A Unidade Local de Saúde da Região de Aveiro (ULS RA) justificou hoje perturbações no transporte de doentes não urgentes com problemas informáticos na plataforma nacional.

Constrangimentos no transporte de doentes não urgentes na ULS da Região de Aveiro
Redação

Redação

03 fev 2025, 19:33

Em comunicado, aquela entidade esclarece que “a atribuição do transporte de Doentes não Urgentes é gerida por uma plataforma nacional (SGTD) e não pela ULS RA”.

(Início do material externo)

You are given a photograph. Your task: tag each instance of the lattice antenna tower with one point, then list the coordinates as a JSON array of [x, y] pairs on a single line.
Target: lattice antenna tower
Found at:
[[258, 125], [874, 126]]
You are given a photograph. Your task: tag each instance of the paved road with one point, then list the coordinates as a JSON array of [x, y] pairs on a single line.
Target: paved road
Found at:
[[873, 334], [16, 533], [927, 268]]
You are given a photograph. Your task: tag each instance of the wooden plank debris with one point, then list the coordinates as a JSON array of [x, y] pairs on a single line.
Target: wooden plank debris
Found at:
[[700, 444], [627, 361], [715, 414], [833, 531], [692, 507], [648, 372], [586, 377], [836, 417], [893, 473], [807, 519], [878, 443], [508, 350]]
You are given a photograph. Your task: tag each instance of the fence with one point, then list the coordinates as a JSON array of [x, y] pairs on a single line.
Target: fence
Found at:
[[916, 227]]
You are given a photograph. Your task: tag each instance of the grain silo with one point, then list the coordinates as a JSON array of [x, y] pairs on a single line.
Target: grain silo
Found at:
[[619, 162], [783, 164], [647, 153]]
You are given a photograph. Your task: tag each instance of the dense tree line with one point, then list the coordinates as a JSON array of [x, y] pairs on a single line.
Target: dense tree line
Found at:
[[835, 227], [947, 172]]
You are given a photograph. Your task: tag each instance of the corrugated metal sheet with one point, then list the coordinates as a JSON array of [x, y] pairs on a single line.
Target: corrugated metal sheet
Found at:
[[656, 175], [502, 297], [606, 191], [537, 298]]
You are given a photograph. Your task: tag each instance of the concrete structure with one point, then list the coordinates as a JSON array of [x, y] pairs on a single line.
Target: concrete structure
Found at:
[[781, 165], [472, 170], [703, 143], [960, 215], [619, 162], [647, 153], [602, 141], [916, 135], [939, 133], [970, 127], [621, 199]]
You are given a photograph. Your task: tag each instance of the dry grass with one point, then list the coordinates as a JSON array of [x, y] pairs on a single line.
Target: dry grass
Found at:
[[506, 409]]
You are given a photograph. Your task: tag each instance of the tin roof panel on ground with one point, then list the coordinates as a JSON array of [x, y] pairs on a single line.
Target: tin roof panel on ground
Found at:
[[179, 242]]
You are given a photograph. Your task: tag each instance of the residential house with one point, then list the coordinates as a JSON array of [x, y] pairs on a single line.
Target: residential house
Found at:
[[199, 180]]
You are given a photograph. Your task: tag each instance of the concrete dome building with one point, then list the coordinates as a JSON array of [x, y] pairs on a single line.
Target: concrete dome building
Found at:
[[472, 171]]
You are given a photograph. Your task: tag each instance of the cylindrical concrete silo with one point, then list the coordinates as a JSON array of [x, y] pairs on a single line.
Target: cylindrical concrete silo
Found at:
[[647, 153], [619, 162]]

Segundo a ULS, “no final de novembro de 2024 houve uma atualização informática de dados que, por constrangimentos no sistema, não integrou os concelhos de Águeda, Albergaria e Murtosa”.

A anomalia “foi, de imediato, reportada superiormente e a sua resolução está em tramitação”, assegurou.

A ULS RA garante que “tem envidado todos os esforços, junto dos gestores da Plataforma Nacional SGTD, no sentido de ultrapassar os constrangimentos causados pela não passagem dos dados relativos aos concelhos de Águeda, Albergaria-a-Velha e Murtosa, aquando da migração informática realizada em novembro último”.

O comunicado da ULS surge na sequência da insatisfação manifestada nas redes sociais pelos Bombeiros Voluntários da Murtosa, por, “desde o dia 01 de dezembro, não lhe estarem a ser atribuídos transportes de doentes não urgentes”.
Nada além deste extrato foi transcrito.